ABSTRACT

Do a search for “history meme” and you’ll get a sense of what those of us who teach general education history courses are up against. There’s a lively traffic in such memes on Twitter, Instagram, and Reddit; online meme generators make it quick and easy for site visitors to upload an image, create a caption, and produce their own “fake history.” Meme-makers reference moments in history by reimagining Snoop Dogg as a white plantation mistress and Christopher Columbus as an ironically threatening quipster (“That’s a nice nation you got there … Be a shame if someone DISCOVERED it.”). 1 Stills from SpongeBob Squarepants are their own subgenre of history meme: SpongeBob and other inhabitants of Bikini Bottom appear variously as a member of China’s Red Guard, Harriet Tubman, Hitler, a victim of mustard gas, a California gold miner, and a Jewish concentration camp prisoner.

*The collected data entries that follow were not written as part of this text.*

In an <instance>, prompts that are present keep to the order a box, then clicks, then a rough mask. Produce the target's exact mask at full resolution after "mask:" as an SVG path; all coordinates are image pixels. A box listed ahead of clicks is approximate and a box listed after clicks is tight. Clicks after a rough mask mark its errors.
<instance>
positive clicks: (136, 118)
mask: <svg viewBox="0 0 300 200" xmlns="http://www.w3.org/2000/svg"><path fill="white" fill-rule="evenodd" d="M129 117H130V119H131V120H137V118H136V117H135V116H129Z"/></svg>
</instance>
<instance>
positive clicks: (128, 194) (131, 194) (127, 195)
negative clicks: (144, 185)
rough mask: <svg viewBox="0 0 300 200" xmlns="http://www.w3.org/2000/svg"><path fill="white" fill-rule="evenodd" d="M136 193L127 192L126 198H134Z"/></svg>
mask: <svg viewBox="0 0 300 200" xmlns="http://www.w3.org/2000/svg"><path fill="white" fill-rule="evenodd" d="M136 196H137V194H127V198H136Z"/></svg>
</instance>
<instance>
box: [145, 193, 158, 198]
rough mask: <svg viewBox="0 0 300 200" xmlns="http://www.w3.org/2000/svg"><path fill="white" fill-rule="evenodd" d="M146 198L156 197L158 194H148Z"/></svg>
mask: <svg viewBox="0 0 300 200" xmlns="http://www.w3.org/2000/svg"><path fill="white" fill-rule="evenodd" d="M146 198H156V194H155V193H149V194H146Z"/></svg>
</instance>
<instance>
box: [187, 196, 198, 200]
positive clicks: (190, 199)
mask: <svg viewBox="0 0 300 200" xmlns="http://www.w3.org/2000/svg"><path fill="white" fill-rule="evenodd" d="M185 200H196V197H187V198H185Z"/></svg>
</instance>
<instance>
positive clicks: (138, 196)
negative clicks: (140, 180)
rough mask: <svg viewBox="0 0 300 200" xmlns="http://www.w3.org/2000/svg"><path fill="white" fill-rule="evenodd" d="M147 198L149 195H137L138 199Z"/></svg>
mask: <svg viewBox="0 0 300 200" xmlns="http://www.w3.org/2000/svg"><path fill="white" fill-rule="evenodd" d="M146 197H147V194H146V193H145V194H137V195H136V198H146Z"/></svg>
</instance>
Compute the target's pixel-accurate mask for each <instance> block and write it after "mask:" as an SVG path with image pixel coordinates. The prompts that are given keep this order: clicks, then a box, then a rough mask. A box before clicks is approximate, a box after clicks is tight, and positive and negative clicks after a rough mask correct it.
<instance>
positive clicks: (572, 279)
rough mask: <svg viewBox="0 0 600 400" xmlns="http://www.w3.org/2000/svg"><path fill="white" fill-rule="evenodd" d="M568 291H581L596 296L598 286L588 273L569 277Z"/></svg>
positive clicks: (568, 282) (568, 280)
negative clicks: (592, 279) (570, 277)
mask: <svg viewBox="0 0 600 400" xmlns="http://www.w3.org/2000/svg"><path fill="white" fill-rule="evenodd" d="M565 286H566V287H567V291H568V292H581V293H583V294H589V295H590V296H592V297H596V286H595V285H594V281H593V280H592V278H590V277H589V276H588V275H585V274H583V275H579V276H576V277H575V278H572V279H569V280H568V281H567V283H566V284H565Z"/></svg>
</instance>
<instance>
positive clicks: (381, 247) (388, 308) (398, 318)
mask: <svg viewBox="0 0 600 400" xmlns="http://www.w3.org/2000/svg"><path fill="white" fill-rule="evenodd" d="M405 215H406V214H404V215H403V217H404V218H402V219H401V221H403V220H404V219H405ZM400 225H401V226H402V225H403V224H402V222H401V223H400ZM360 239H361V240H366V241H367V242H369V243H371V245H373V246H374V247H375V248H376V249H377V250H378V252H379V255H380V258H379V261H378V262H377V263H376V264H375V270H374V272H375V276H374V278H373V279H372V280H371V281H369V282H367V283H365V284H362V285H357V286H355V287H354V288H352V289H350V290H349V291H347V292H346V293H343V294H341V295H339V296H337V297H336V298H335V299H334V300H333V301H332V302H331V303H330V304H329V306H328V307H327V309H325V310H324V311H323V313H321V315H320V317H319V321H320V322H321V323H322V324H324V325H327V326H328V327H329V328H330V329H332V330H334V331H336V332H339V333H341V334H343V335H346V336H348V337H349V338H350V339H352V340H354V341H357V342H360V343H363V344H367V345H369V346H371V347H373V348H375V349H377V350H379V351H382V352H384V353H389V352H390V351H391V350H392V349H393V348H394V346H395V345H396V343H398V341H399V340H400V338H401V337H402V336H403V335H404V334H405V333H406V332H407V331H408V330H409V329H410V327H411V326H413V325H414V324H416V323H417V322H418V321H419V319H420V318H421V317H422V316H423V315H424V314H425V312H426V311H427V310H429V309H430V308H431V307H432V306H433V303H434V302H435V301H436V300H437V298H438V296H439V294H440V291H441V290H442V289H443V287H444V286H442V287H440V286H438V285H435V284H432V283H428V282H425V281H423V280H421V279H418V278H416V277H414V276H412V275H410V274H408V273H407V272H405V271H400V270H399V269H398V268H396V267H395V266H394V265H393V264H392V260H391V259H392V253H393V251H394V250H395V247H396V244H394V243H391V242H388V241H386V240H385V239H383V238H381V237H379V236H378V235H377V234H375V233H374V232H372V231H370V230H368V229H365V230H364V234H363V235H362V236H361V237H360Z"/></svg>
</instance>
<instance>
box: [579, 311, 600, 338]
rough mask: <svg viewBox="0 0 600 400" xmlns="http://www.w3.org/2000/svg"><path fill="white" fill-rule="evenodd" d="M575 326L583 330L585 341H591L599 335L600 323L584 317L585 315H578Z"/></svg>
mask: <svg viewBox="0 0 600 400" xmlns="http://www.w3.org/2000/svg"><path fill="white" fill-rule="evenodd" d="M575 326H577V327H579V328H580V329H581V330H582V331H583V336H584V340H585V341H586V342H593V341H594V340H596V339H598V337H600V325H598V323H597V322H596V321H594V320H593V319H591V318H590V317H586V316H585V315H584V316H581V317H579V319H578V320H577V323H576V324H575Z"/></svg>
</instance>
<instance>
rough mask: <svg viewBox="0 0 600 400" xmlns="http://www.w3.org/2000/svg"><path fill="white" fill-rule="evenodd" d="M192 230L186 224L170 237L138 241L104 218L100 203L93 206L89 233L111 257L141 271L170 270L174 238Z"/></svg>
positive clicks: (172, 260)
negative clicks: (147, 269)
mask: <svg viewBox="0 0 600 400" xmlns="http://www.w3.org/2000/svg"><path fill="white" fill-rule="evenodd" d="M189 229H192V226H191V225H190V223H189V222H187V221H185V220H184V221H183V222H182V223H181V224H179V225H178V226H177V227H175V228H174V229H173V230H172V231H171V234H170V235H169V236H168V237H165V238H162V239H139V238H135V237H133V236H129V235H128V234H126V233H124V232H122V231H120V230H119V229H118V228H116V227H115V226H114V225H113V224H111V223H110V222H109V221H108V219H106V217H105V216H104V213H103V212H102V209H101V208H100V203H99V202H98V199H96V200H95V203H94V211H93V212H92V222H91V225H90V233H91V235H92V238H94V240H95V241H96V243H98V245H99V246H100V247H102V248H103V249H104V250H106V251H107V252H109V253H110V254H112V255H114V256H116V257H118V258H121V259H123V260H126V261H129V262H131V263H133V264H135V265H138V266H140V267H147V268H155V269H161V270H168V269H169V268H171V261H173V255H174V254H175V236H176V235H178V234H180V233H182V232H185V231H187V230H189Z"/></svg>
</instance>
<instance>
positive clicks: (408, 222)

While history teachers like me might be consoled by the fact that someone, somewhere, is having some fun with history, it should deeply disturb us that even history fans could reduce the terror of genocide to the bulging eyes of a cartoon sponge. Disturbed, but not surprised: history meme generators are merely the latest incarnation of our tendency to treat—and teach—history as a series of easily decipherable moments waiting only to be matched with the proper caption.